El patio del campo es un pueblo vacío al sol, las puntas de las nubes son de fuego. Mi tía Fini, en un prado de la montaña, señaló el sol poniente. Un golpe de viento le había levantado el pelo, convirtiéndolo en un nido de pájaro y dividiendo la parte posterior de su cabeza con una blanca raya al medio. Y ella dijo: El Niño Jesús está horneando pastas. Ahora mismo, pregunté. Ahora mismo, repuso.

Existe el tedio de las conversaciones desperdiciadas, por no decir ocasiones. Por un deseo sencillo se gastan muchas palabras, y quizá ninguna perdure. A menudo evito las conversaciones, y cuando las busco me atemorizan, sobre todo las conversaciones con Bea Zakel. Tal vez no espere nada de Bea Zakel cuando hablo con ella. Quizá me sumerja en sus ojos rasgados movido por el deseo de mendigar clemencia de Tur. En el fondo hablo con todos más de lo que deseo, para mitigar mi soledad. Como si se pudiera estar solo en el campo. No se puede, ni siquiera cuando el campo es un pueblo vacío al sol.

Siempre ocurre lo mismo, me tumbo porque más tarde ya no disfrutaré de la misma tranquilidad que ahora, pues los demás regresarán del trabajo.

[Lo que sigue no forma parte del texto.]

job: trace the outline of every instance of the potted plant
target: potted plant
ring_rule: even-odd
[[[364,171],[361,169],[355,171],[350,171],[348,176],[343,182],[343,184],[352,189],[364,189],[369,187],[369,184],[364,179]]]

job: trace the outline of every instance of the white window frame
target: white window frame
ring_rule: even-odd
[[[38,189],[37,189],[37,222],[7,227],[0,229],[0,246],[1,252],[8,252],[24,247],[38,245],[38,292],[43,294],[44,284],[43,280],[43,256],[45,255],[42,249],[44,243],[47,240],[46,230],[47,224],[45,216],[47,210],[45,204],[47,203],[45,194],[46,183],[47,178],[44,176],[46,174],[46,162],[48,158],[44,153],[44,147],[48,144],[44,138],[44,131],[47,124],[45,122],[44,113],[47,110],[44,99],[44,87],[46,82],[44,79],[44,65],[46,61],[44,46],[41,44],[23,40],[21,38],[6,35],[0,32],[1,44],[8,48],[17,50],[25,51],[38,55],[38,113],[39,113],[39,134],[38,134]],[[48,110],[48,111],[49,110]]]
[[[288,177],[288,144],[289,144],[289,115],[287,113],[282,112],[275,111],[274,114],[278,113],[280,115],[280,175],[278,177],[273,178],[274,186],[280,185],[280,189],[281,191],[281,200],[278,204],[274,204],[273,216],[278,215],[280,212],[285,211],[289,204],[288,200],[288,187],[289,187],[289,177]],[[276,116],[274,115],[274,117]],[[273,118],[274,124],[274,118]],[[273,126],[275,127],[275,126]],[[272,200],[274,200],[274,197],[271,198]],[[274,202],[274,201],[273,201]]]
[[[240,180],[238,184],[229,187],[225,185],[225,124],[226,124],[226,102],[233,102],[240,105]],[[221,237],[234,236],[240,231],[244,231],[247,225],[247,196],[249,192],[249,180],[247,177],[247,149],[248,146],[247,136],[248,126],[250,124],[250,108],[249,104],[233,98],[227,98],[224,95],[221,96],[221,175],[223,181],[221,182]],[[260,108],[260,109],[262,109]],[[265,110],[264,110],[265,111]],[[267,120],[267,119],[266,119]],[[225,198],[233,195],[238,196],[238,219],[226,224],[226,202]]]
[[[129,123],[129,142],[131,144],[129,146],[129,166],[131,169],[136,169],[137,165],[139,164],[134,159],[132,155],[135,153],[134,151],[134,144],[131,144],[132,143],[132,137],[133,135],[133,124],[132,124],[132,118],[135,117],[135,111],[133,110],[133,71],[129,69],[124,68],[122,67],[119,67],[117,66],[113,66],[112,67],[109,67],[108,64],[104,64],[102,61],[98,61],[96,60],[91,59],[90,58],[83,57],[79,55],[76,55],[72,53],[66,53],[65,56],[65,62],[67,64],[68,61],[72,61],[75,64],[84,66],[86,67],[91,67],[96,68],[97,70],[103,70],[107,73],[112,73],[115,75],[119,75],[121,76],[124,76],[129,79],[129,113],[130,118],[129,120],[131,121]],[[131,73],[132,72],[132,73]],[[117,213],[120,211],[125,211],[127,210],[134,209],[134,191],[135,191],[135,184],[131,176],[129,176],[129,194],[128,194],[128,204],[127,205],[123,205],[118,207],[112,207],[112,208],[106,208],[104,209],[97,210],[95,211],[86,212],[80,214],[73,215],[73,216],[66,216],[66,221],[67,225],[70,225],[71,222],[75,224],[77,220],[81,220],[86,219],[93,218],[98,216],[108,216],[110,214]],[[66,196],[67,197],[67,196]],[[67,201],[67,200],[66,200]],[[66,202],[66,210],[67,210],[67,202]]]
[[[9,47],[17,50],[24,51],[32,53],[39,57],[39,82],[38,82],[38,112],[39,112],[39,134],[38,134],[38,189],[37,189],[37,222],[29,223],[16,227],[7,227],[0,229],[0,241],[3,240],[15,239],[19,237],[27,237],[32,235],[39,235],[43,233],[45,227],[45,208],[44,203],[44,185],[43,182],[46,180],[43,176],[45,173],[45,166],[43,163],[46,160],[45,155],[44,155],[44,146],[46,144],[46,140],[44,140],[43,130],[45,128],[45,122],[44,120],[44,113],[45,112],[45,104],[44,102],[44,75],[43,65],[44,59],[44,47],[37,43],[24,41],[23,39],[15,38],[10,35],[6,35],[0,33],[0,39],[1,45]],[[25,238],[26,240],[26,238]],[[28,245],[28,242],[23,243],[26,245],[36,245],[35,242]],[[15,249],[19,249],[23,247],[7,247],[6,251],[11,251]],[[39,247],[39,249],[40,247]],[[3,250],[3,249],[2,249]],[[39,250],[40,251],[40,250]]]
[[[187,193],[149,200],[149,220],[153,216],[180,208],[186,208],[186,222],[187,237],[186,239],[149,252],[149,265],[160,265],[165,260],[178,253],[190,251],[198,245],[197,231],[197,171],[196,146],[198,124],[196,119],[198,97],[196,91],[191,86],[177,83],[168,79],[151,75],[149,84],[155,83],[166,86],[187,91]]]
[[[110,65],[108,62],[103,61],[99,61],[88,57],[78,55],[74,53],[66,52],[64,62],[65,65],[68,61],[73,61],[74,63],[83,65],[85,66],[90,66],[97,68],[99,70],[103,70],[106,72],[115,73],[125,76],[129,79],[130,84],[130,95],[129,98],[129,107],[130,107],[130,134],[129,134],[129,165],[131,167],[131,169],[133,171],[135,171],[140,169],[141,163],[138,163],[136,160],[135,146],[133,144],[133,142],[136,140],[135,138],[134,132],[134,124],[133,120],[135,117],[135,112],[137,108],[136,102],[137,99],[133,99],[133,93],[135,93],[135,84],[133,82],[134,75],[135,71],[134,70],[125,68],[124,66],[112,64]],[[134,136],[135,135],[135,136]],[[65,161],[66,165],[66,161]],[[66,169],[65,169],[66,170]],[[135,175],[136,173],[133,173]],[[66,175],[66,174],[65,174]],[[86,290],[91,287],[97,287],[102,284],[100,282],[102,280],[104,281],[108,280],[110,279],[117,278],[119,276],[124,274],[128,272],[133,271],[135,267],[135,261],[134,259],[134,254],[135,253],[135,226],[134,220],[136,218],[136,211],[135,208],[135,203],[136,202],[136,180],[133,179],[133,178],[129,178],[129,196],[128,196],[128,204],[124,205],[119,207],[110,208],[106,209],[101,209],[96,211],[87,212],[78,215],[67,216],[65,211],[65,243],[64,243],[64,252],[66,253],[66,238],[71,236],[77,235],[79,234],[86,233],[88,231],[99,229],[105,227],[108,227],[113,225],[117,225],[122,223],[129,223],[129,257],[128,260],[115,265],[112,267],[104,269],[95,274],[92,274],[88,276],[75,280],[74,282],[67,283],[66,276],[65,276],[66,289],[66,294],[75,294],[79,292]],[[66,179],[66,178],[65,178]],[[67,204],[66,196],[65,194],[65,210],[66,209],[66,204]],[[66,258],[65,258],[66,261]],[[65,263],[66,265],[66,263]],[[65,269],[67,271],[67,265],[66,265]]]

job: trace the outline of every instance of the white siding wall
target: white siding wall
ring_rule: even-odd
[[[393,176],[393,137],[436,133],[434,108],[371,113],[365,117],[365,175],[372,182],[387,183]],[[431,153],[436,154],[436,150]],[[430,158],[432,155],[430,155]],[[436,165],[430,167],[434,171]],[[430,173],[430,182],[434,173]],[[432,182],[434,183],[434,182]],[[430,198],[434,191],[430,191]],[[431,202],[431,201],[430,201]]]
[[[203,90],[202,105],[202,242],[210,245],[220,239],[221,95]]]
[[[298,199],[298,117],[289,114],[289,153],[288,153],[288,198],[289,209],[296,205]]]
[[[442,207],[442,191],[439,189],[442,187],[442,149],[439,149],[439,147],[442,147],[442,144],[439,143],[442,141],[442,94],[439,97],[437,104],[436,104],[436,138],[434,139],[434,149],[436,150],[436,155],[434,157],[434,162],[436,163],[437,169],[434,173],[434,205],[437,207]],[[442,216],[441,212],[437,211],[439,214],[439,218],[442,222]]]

Los del turno de noche no duermen mucho tiempo seguido, tras cuatro horas de sueño obligatorio me despierto. Podría calcular cuánto tiempo falta para que llegue al campo otra primavera tediosa, con la consiguiente paz absurda y el rumor de que pronto podremos volver a casa. Y yazgo en esa nueva paz en medio de la hierba nueva y cargo roda la tierra a la espalda. Pero nos van a trasladar a otro campo más al este, a un campo de leñadores. Y empaqueto mis objetos del sótano en la maleta del gramófono, empaqueto y empaqueto y no acabo. Los otros esperan ya. La locomotora pita, y salto al estribo en el último momento. Viajamos de un bosque de abetos a otro. Los árboles se apartan de un salto y esquivan las vías, y en cuanto ha pasado el tren, retornan a su lugar de otro salto. Y llegamos y nos apeamos, primero el comandante Schischtvanionov. Yo me tomo mi tiempo y confío en que nadie advierta que en la maleta del gramófono no llevo ni una sierra ni un hacha, sólo objetos del sótano y mi pañuelo blanco. El comandante se ha cambiado de ropa nada más bajar, su uniforme lleva botones de asta y hombreras con hojas de roble a pesar de que estamos en un bosque de abetos. Se impacienta, daváy, date prisa, me dice, sierras y hachas tenemos de sobra. Me apeo y él me entrega un saco de papel pardo. Otra vez cemento, me pasa por la mente. Pero el saco está roto en una esquina, y se derrama harina blanca. Doy las gracias por el regalo, cojo el saco bajo el brazo izquierdo y con el derecho me cuadro. Schischtvanionov dice: Descanse, en estas montañas también hay que hacer voladuras. Al instante comprendo: la harina blanca es dinamita.